Opening Eyes and Ears – Driving Business Performance through Knowledge Sharing

600-business-performance-management-through-open-mindednessAs a business owner, you obviously want your company to perform as well as possible and, from time to time, you’ll come across a new idea or methodology which might benefit your business. But if you’re the only one who brings new ideas to the table, you’re not tapping into the richest resource in your organisation – the workforce.

The problem here is that many of your workers will be narrowly focused on their regular tasks.

Creative thinking can be limited by being too close to those tasks. What’s needed is some input from OUTSIDE the business – but from those INSIDE it.

The trick is to encourage employees to become more aware and more curious about things outside their work, which might in some way relate to the business. Imagine a 3-stage process:

  1. Observe something
  2. Reflect on it
  3. Draw meaning from it (a lesson learned)

Here’s a few examples of what I mean:

Wimbledon

The observation/experience

I watched Serena Williams getting beaten the other day at Wimbledon. This surprised all the pundits, especially after her run of 30+ matches undefeated.

The reflection

It got me thinking – she'll probably learn more from losing that match than she has from all those months unbeaten. You learn more from your failures.

The business lesson

Let’s not create an environment where mistakes or failures are pounced upon and fingers are pointed.

We learn more from our failures, but you won’t fail at anything if you don’t try something new! Let’s encourage people to try things, to come up with new ideas and – if they don't work out – let’s learn and move on.

Car parking

The observation/experience

I went to a networking event recently in Manchester and parked in the city centre for what I thought was a reasonable fee. The entrance sign said £3.80 all day in very large letters. It turned out to be £3.80 for 2 hours and £12 for the day! I think I missed the ‘from’ before the £3.80…

The reflection

It got me thinking – we’re attracted by catchy headlines, the stuff in big type.

The business lesson

When we type a memo or draft an email, we put relatively little effort into the headline. We focus on the body copy. Maybe we need to put more thought into attention-grabbing headlines, which have something in them for the reader.

Dialling 999

The observation/experience

I've just seen a nice piece on the BBC website.
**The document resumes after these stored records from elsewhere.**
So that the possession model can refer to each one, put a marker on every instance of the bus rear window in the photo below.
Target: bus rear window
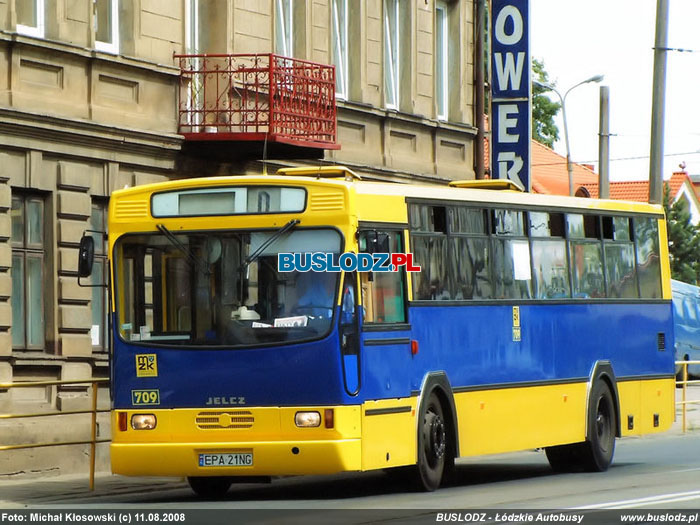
(230, 200)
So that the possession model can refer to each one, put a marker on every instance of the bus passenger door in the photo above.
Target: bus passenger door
(389, 424)
(348, 331)
(386, 334)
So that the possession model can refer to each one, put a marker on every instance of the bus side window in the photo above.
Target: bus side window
(383, 292)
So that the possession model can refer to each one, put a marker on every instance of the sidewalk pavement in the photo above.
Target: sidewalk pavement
(50, 491)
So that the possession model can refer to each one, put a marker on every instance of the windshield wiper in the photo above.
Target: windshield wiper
(284, 229)
(191, 257)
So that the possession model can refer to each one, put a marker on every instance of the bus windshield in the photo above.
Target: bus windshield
(222, 288)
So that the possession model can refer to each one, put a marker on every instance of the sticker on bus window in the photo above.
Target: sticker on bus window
(145, 397)
(146, 365)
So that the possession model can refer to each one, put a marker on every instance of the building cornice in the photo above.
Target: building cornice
(88, 139)
(87, 53)
(390, 114)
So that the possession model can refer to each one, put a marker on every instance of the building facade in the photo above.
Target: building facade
(89, 99)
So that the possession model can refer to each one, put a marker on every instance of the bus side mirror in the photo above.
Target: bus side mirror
(86, 256)
(374, 242)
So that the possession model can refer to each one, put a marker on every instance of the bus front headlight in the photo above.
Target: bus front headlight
(143, 421)
(307, 419)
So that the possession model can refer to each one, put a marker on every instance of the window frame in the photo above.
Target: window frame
(27, 250)
(39, 30)
(113, 46)
(339, 41)
(284, 28)
(442, 101)
(391, 43)
(101, 259)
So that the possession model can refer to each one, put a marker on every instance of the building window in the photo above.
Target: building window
(340, 46)
(28, 255)
(283, 29)
(30, 17)
(99, 305)
(391, 53)
(441, 60)
(107, 25)
(192, 27)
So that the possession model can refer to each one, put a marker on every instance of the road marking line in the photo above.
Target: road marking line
(640, 502)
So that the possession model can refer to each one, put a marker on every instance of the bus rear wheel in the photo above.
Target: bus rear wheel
(596, 453)
(435, 455)
(600, 445)
(209, 486)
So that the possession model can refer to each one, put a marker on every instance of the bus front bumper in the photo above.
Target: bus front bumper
(273, 458)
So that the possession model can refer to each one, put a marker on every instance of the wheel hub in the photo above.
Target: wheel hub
(437, 437)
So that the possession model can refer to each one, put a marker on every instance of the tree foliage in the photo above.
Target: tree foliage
(683, 240)
(544, 130)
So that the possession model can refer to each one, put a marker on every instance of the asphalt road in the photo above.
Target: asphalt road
(653, 472)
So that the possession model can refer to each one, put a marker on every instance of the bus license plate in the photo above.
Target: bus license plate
(226, 460)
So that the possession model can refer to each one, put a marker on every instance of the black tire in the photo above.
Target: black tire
(435, 455)
(209, 487)
(602, 427)
(596, 453)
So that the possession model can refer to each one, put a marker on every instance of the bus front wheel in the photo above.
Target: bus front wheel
(210, 486)
(434, 451)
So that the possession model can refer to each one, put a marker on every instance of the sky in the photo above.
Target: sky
(578, 39)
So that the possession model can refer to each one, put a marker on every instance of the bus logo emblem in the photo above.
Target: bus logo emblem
(146, 365)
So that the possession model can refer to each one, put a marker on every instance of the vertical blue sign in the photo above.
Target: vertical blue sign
(510, 91)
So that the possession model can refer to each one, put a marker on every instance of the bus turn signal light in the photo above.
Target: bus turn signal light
(329, 417)
(122, 421)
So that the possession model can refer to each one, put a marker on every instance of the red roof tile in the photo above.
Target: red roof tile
(638, 190)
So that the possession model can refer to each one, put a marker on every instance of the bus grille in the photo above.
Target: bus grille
(131, 209)
(224, 420)
(327, 202)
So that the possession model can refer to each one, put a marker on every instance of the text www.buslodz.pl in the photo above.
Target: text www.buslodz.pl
(347, 262)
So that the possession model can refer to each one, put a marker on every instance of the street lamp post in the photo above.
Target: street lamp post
(549, 87)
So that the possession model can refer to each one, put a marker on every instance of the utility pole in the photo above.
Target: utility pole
(604, 144)
(479, 90)
(658, 103)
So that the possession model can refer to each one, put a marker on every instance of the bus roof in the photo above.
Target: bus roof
(460, 192)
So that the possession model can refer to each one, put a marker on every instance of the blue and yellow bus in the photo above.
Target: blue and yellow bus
(535, 322)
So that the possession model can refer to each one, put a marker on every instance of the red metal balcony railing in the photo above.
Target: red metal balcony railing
(257, 98)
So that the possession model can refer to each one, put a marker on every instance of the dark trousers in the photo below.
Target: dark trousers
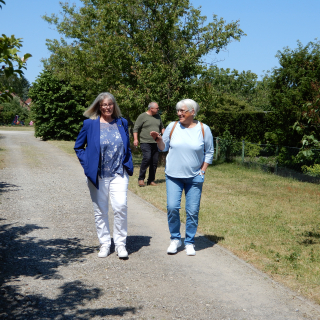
(150, 155)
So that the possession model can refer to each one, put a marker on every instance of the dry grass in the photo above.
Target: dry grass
(269, 221)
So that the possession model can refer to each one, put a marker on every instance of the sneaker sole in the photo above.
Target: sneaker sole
(171, 252)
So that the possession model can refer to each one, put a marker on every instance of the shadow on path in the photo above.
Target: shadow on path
(23, 256)
(7, 187)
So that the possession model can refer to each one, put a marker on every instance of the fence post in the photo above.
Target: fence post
(276, 166)
(242, 156)
(217, 148)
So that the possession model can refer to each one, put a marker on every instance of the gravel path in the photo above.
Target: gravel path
(50, 269)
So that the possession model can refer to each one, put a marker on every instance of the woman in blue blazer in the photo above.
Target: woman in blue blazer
(103, 149)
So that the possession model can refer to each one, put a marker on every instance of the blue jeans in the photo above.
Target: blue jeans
(192, 188)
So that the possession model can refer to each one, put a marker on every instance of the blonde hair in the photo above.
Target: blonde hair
(94, 110)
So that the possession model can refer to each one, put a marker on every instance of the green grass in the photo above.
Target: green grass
(269, 221)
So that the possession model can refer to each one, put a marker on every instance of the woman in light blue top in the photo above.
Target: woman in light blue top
(190, 146)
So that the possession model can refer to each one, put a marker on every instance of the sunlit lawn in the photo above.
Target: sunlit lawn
(269, 221)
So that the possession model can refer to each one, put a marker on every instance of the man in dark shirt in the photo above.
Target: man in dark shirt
(145, 123)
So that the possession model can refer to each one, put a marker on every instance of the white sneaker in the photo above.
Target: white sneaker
(190, 250)
(174, 245)
(104, 251)
(121, 251)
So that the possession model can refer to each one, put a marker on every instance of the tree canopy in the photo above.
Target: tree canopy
(140, 50)
(10, 62)
(295, 92)
(56, 108)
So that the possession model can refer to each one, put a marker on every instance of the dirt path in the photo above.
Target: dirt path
(50, 269)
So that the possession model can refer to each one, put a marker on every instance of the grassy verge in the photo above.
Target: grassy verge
(269, 221)
(17, 128)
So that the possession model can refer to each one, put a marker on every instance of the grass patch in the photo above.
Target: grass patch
(269, 221)
(16, 128)
(66, 146)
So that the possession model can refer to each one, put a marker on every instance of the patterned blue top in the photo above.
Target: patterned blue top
(111, 151)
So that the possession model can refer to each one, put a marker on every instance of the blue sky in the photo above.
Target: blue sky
(270, 25)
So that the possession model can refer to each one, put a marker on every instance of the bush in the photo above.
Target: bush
(313, 171)
(57, 108)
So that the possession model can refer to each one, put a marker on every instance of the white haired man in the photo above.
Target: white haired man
(145, 123)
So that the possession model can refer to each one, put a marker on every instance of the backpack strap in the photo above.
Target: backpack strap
(202, 129)
(173, 129)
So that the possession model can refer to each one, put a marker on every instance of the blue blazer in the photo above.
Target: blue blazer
(89, 156)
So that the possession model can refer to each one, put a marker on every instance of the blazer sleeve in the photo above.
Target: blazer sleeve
(80, 144)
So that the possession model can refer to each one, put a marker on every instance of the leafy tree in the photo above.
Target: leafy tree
(57, 108)
(218, 83)
(294, 93)
(11, 108)
(19, 85)
(140, 50)
(10, 62)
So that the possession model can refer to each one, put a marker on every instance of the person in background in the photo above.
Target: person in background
(146, 122)
(190, 146)
(103, 149)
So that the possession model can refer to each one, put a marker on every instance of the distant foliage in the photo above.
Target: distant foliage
(141, 51)
(18, 85)
(295, 93)
(11, 108)
(226, 90)
(57, 108)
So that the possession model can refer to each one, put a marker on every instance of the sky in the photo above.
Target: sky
(270, 26)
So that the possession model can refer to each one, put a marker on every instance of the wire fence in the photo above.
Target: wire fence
(280, 160)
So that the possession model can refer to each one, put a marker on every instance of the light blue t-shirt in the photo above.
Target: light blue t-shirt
(187, 150)
(111, 151)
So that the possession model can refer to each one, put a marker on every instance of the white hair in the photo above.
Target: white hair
(94, 110)
(190, 104)
(151, 104)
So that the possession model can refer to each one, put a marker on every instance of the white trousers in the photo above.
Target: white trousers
(116, 188)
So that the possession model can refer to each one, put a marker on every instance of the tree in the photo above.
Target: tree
(140, 50)
(10, 109)
(57, 108)
(19, 85)
(294, 93)
(10, 62)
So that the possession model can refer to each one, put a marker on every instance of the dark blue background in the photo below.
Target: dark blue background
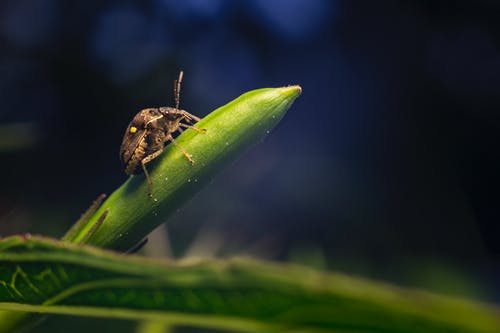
(387, 165)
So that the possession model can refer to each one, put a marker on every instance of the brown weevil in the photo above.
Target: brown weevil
(148, 132)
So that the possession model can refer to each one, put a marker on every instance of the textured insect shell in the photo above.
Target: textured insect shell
(132, 150)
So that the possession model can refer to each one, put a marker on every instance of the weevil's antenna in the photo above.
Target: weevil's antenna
(177, 89)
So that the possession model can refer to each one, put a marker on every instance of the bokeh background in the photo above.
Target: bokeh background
(387, 166)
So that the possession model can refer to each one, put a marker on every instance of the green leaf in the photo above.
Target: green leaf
(47, 276)
(230, 131)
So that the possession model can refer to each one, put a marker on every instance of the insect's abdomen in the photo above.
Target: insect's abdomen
(133, 165)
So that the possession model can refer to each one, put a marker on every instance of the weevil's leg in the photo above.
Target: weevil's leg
(146, 160)
(197, 129)
(150, 121)
(190, 159)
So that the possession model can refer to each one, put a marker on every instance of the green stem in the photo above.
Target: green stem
(230, 131)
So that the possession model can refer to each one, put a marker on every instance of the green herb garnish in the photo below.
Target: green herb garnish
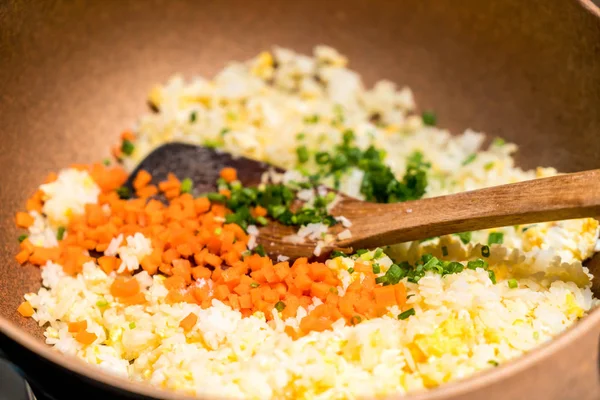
(469, 159)
(464, 237)
(186, 185)
(495, 238)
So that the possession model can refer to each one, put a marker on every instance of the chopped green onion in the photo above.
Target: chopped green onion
(492, 276)
(406, 314)
(123, 192)
(186, 185)
(127, 147)
(302, 154)
(495, 238)
(429, 118)
(337, 253)
(469, 159)
(217, 197)
(260, 250)
(485, 251)
(102, 303)
(464, 237)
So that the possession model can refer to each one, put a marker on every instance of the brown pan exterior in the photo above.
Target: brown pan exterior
(73, 74)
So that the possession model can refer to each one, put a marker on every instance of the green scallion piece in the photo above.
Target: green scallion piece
(495, 238)
(464, 237)
(302, 154)
(469, 159)
(485, 251)
(127, 147)
(279, 306)
(186, 185)
(406, 314)
(429, 118)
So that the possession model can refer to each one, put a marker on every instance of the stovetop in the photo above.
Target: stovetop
(13, 386)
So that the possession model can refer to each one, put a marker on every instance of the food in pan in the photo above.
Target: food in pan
(178, 294)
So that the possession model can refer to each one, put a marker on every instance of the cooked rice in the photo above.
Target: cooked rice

When his mother accidentally fell down the stairs and lay unconscious, three-year old Taylor Price, from Coventry, had the presence of mind to call 999 on his mum’s phone and alert the police.

They traced his call, persuaded him to let them in, and the woman was treated successfully. The feature ends with the toddler chasing a policeman riding his bike in the park – the classic happy ending.

The reflection

It got me thinking – it’s great PR for the police. Both the little boy and the police come across as heroes.

The business lesson

We need to capture every instance of where we’ve made a positive difference to our clients/customers. Some of these stories make great PR for the outside world – and it’s the small human interest stories that tend to have the greatest impact.

All these examples are common occurrences, and there are things like them happening all around us, each and every day. Some – like the 999 story – might come from a police officer WITHIN the organisation. Others might relate to experiences OUTSIDE work, but in each case, there's still a lesson to be learned internally.

By re-tuning your antennae to be more aware (more curious), you will find interesting things wherever you go. It's the Sir David Attenborough approach to work – get curious!

Sharing experiences can create terrific content for use in external marketing. But the value extends to driving best practice internally, and making employees feel better about their own contribution to the business. These mini-stories don’t need to be deeply insightful – it’s more important initially to get people talking, sharing and developing the awareness habit.

You also need a sharing mechanism – weekly huddles over coffee/pastries, intranets, newsletters, departmental story-sessions – to capture these nuggets, learn from them, and develop a collective knowledge vault.

If you can encourage your people to really open their eyes and ears to the world around them, you'll discover sales people and creative thinkers you never knew you had!